Combining a Workplace Retirement Plan
and a Solo 401(k)
Q: I have a full-time job with a 401(k) benefit. Additionally, I receive side business income (unincorporated). Can I combine my workplace 401(k) with a self-employed 401(k) plan?
John
A: Yes, you can. However, you have to be careful to juggle the separate limits that apply. These include the limit on elective deferrals, the limit on self-employed contributions, and the overall limit on defined contribution pension savings...
Those not familiar with this topic should first read my post on 401(k) plans, as well as my post on self-employed retirement plans.
What you're really talking about is contributing to two separate 401(k) plans in the same year. There are three limits that must be coordinated to do this.
1. The Elective Deferral Limit
No matter how many 401(k), 403(b), or 457 plans you participate in during the year, there is an overall cap on how much you can elect to defer from your salary.
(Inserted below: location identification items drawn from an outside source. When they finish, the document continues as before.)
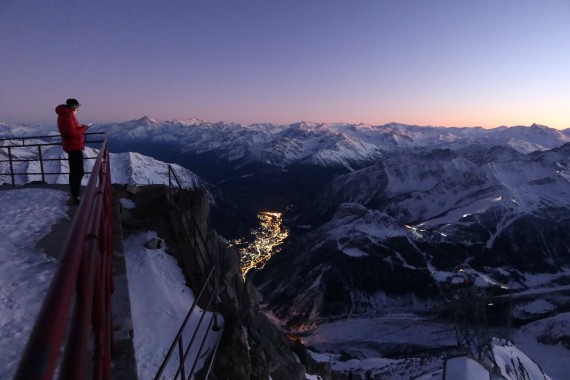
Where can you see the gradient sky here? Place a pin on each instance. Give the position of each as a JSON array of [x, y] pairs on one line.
[[451, 63]]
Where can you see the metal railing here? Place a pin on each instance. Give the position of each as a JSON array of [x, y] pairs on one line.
[[35, 145], [82, 282], [208, 292]]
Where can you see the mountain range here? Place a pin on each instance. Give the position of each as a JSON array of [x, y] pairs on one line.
[[382, 218]]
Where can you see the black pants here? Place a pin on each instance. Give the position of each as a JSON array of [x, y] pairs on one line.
[[76, 172]]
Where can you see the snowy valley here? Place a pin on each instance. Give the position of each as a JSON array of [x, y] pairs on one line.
[[390, 227]]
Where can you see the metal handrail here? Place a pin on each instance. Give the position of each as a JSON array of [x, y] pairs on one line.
[[83, 279], [25, 144], [209, 281]]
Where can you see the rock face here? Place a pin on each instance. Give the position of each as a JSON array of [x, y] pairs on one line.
[[252, 347]]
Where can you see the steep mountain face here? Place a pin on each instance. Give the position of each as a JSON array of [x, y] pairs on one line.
[[392, 233], [392, 210]]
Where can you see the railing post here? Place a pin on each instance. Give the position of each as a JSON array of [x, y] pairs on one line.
[[181, 355], [41, 163], [11, 165]]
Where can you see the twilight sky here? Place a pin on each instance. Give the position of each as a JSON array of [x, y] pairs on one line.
[[451, 63]]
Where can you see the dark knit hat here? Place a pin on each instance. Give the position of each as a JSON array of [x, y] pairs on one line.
[[72, 103]]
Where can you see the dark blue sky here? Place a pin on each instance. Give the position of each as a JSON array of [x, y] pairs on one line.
[[453, 63]]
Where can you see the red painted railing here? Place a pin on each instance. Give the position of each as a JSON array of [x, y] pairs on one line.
[[82, 281]]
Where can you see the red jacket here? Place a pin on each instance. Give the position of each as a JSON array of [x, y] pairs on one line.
[[72, 133]]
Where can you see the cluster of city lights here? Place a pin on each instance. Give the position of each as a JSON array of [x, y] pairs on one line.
[[266, 240]]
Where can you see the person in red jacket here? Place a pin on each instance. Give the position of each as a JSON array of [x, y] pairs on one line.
[[73, 140]]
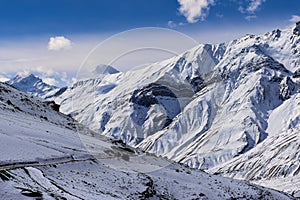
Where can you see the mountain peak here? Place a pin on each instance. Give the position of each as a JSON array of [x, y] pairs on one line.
[[31, 84]]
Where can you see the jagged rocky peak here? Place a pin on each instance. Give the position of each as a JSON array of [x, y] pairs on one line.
[[296, 30], [104, 69]]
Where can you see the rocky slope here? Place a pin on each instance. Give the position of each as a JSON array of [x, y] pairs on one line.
[[210, 108]]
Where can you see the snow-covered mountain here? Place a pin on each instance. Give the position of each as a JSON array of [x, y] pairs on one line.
[[43, 157], [35, 86], [215, 107]]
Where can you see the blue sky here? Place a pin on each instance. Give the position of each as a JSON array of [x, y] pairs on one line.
[[27, 26]]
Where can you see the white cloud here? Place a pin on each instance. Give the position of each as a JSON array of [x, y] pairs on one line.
[[295, 18], [249, 17], [58, 43], [3, 78], [193, 10], [254, 5], [50, 81]]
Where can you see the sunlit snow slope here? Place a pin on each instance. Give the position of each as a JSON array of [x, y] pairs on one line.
[[212, 105], [42, 157]]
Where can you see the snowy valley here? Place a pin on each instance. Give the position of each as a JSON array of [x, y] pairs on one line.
[[230, 109]]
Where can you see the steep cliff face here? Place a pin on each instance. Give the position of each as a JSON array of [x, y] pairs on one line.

The overall limit for 2007 is $15,500 (plus $5000 if you are over age 50), or 100% of eligible compensation, whichever is less. It matters not whether you elect pre-tax deferrals or after-tax "Roth" deferrals.
2. The Self-Employed Limit
Self-employed (or "Solo") 401(k) plans allow small business owners to make two types of contributions--the elective deferral (see above), plus the profit-sharing contribution. In employee-type 401(k) plans, this often comes in the form of an employer match. If you're self-employed, you are your own boss, and can set your own contribution level.
There's a limit to this, though. The self-employed can only make a profit-sharing contribution of up to 20% of their net income from self-employment. This is defined as business income minus expenses and minus the adjustment for one-half of the self employment tax.
As an example, suppose someone has $50,000 in side income and $10,000 in expenses. This $40,000 in business profit would probably generate a self-employment tax of $5652. So, his net income from self-employment would be $50,000 - $10,000 - $5652/2, or $37,174. 20% of this is $7435. That's what his maximum contribution can be.
The Defined Contribution Limit
Overall, there is a limit on how much can be socked away for a given individual in all defined contribution accounts. For 2007, this limit is $45,000 ($50,000 if over age 50), or 100% of eligible compensation, whichever is less.
What counts toward this limit?
- Elective and non-elective contributions to your day job's 401(k) by your employer
- All elective deferrals made
- The self-employed profit share
So long as you are able to juggle all these limits, you should be able to max out your retirement savings.


I always thought there was no coordination of elctive deferral limits between 403(b) accounts and 457 accounts?? I thought you could sock away $15,500 in both similtaneously. I recall seeing a CCH analysis stating this.